Avid runner, cyclist and skier and currently in training to become a guardian ad litem voluntee
1. Running for selectboard was not in my immediate plans, but I was encouraged to do so by a number of acquaintances who were aware that I recently retired from my position at St. Michael’s College and might be interested in somehow serving the Colchester community. I was feeling frustration and concern over the national political scene and have always felt that acting locally is one way to have an impact. Prior to retiring I felt that I could not commit the time needed to study the issues that come before the selectboard, or any other town board for that matter, carefully enough to be fair to all involved. I now feel I have the time and want to serve the town.
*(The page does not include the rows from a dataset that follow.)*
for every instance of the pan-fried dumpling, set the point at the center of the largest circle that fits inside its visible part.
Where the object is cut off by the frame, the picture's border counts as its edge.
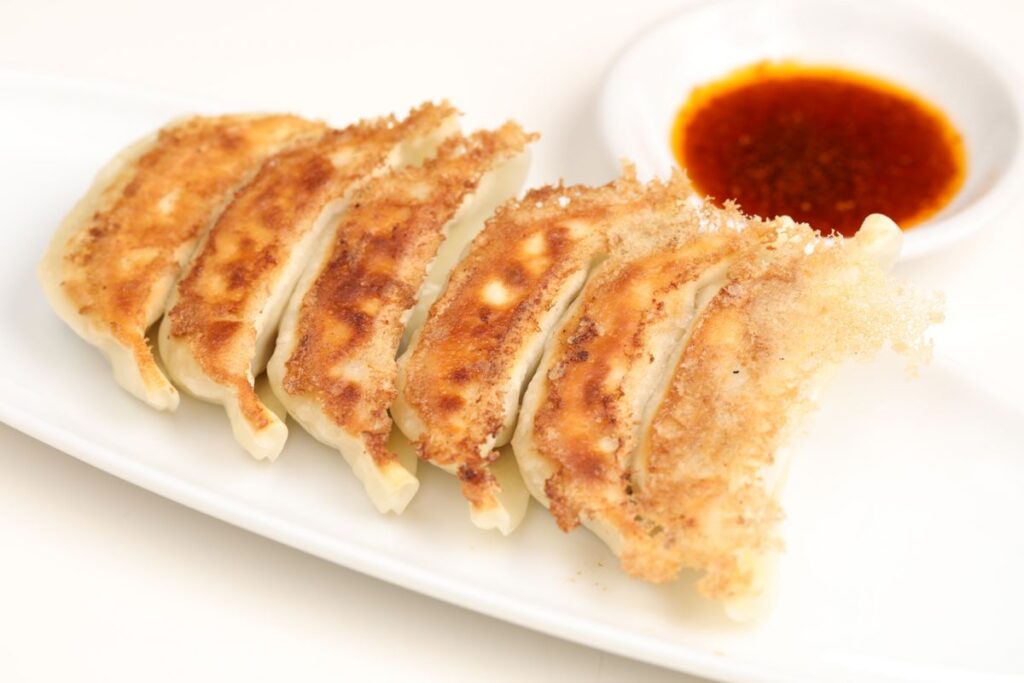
(461, 379)
(334, 366)
(223, 313)
(656, 413)
(114, 259)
As far as my qualifications, I admit to having a steep learning curve. As director of admission at St. Michael’s, I served on a number of state, New England and national boards and organizations dealing with college admission and education so I am familiar with how boards of directors work in general. Many years ago I served a term on the Colchester Community Development Corporation board when it was really separate from the town governance. I will need to come up to speed on the various issues that come before the board and understand that it will take some time to familiarize myself with the agenda.
What I will bring to the board is a willingness to consider all sides of any issue, learn as much as I can about the items being considered and vote in the best interests of the town as a whole. I do not come to the board with an interest in a particular issue or any preconceived ideas about the direction the board should take on any item.
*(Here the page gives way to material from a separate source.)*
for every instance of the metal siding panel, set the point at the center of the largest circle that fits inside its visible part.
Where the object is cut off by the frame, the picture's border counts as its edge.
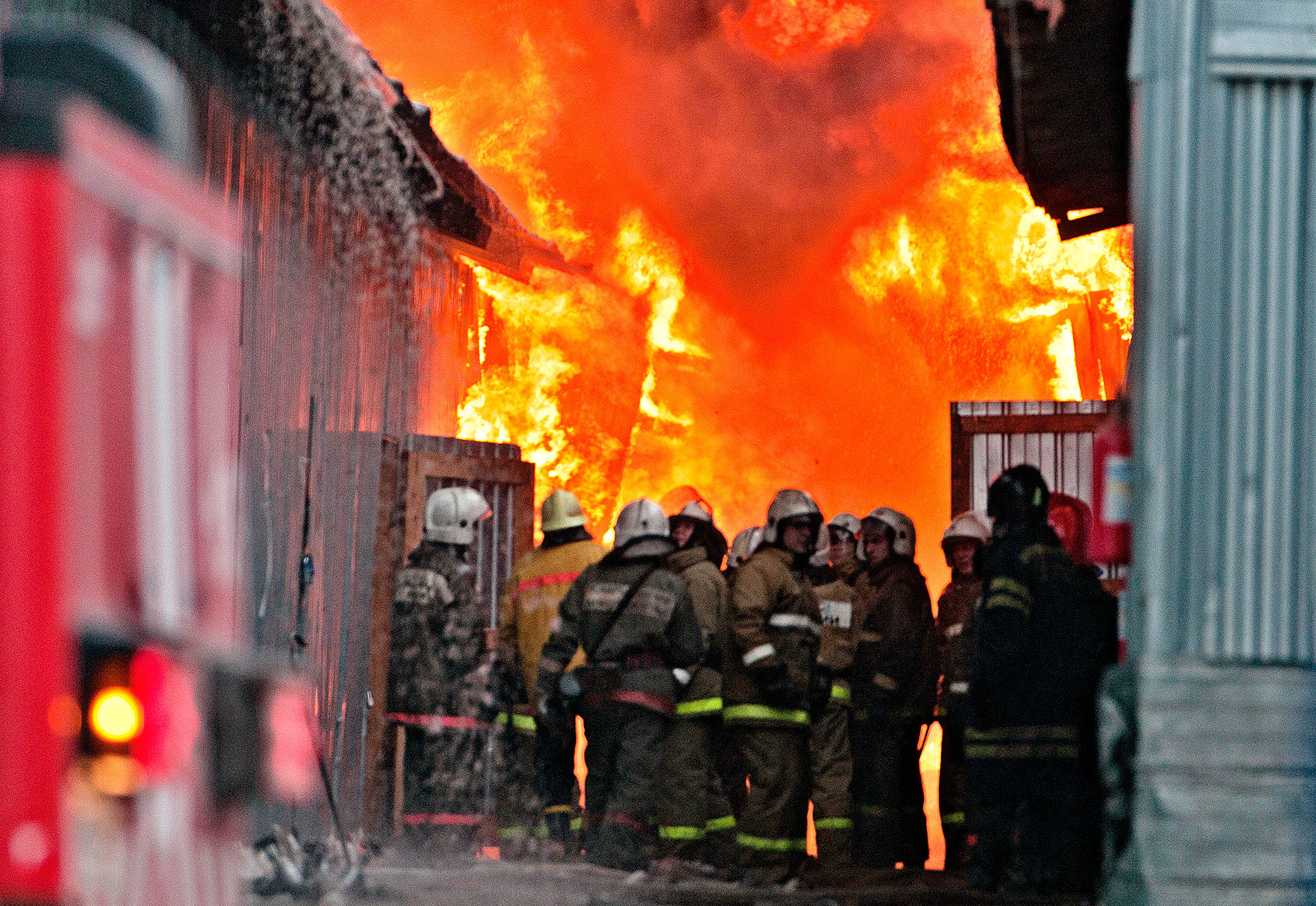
(978, 471)
(1264, 613)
2. With Lake Champlain such a prominent part of Colchester’s geography and the Vermont Clean Water Initiative being considered by the legislature, I believe water quality and stormwater issues will be the most significant priority. I know the state treasurer issued a report in conjunction with the department of environmental conservation and the department of taxes regarding how to fund the much needed water quality improvements and that we Colchester have been working on this area for some time. I also know it is a huge, complex and expensive problem to deal with, but it is also essential that we move toward a cleaner Lake Champlain and watershed sooner not later.
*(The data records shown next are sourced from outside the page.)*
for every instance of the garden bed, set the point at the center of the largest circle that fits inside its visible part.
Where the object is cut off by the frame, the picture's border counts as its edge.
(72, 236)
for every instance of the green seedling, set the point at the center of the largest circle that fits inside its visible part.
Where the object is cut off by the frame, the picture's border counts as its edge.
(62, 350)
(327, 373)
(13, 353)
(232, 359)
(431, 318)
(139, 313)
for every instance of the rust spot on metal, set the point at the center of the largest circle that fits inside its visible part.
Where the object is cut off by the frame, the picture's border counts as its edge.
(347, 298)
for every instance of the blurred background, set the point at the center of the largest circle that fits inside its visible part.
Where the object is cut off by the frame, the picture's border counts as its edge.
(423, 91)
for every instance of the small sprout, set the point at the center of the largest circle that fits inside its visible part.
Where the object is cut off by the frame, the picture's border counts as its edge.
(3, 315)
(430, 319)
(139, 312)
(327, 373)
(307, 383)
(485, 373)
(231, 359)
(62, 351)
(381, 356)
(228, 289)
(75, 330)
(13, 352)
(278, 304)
3. Transparency is, simply, being open and honest in all dealings that come before the board. My guess is that most people do not pay much attention to the workings of any board until they are personally impacted by some decision that was or will be made. While it would be nice to think that all voters pay attention to what is happening in town, I know that most people are just too busy in their daily lives to spend much time on town issues. If elected to the board, I can only promise that I will be open to any concerns expressed. Trust must be earned and can only be earned by committing to be open and honest in all dealings. That is my commitment.